While growing up, she would talk to her mother about becoming a nun. Movies and books about religious women “really impressed me,” she said.

She remembers being at the Del Mar Fair as a Girl Scout on July 4, 1967, like it was yesterday.

“I was looking at the Ferris wheel going round and round, and thought, ‘What about tomorrow? And tomorrow?’ Everything changes. But God is constant.”

She felt “such a strong pull toward God,” she said, and went home that day and told her mother that she wanted to become a nun. She was 15 and didn’t want to wait until she was an adult to enter religious life. It was 1967, and she was a sophomore at Morse High School.

Her mother took her to visit religious communities, first to the Benedictines, who lived at a convent in Clairemont (now the diocese’s Pastoral Center). Then, they visited the Daughters of St. Paul, who ran Pauline Books and Media on Balboa Avenue. (The store closed in May of 2016 after 60 years.)

“Right away I liked the sisters,” she recalled.

Her pastor, Msgr. John Gallagher, at St. Rita’s, thought she was too young to enter vocational life but agreed to recommend her.

She moved to Boston to attend a high school run by the order, beginning a vocational journey that over five decades has taken her to provincial leadership positions across the United States, Guam, Singapore, Africa and Europe.

Deeper dive into media

At the Catholic Media Conference around 1990, she heard about the need to educate others in media literacy.

“It just resonated with me, this idea of not just making media but understanding it and being able to critique it,” she recalled. “All the messaging in the world, how do we navigate that as people of faith and make wise choices?”

That inspiration led Sister Rose to found in 1995 the Pauline Center for Media Studies in Boston, which focused on media literacy. The center moved to Culver City in 2002. She would spend the next 20 years as director, stepping down in 2017.

The center first trained fellow sisters in media literacy concepts and then moved on to training catechists, offering certificates in media literacy.

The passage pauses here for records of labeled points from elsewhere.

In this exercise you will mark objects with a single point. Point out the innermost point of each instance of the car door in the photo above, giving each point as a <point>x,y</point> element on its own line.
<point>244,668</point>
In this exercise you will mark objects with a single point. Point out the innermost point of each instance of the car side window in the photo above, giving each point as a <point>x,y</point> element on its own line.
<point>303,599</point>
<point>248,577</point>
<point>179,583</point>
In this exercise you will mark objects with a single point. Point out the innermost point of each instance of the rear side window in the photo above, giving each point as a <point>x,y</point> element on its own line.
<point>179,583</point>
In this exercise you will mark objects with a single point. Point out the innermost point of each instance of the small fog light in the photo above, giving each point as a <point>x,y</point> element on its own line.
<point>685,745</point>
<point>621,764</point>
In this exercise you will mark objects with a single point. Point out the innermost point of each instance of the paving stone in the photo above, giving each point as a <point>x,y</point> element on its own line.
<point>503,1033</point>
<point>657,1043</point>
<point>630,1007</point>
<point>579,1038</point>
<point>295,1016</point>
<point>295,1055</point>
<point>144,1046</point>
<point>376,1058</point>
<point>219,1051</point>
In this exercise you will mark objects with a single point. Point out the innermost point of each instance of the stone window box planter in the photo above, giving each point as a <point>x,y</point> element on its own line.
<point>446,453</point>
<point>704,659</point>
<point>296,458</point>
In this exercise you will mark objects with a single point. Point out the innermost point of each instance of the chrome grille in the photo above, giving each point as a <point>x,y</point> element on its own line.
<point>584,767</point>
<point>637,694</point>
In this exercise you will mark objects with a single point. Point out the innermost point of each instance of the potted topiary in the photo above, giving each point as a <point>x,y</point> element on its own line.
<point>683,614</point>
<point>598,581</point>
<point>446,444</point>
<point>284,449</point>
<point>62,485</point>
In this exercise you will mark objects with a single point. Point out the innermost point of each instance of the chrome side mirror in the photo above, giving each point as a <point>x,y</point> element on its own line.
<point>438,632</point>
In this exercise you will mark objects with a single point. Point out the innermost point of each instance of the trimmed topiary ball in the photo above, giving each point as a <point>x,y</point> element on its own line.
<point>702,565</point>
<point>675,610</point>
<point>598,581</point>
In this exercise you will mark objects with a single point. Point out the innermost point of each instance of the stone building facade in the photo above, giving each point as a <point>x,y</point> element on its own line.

Last year, as Sister Rose was approaching the 50th anniversary of professing her vows, she wanted a different perspective for a year but “not a sabbatical.”

Her superior quickly decided that Sister Rose should go to Rome. Her initial plan was to stay long enough to cover the Synod of Bishops planned for October of 2023. Then Pope Francis added another year, which has extended her stay.

At this point, she’s been in Rome for 10 months, continuing her online teaching, traveling for speaking engagements, and working on a project for her order.

Also on her agenda: Getting a knee replacement.

“Rome is a place where you need good legs.”

What keeps her going?

“I love our mission of evangelization using the most modern means of communication, of sharing Christ’s love to everyone without distinction, as St. Paul would do if he were alive today.

“It’s love and a passion for media, cinema, social media — all forms — to create community, and collaborate to do good in the world.”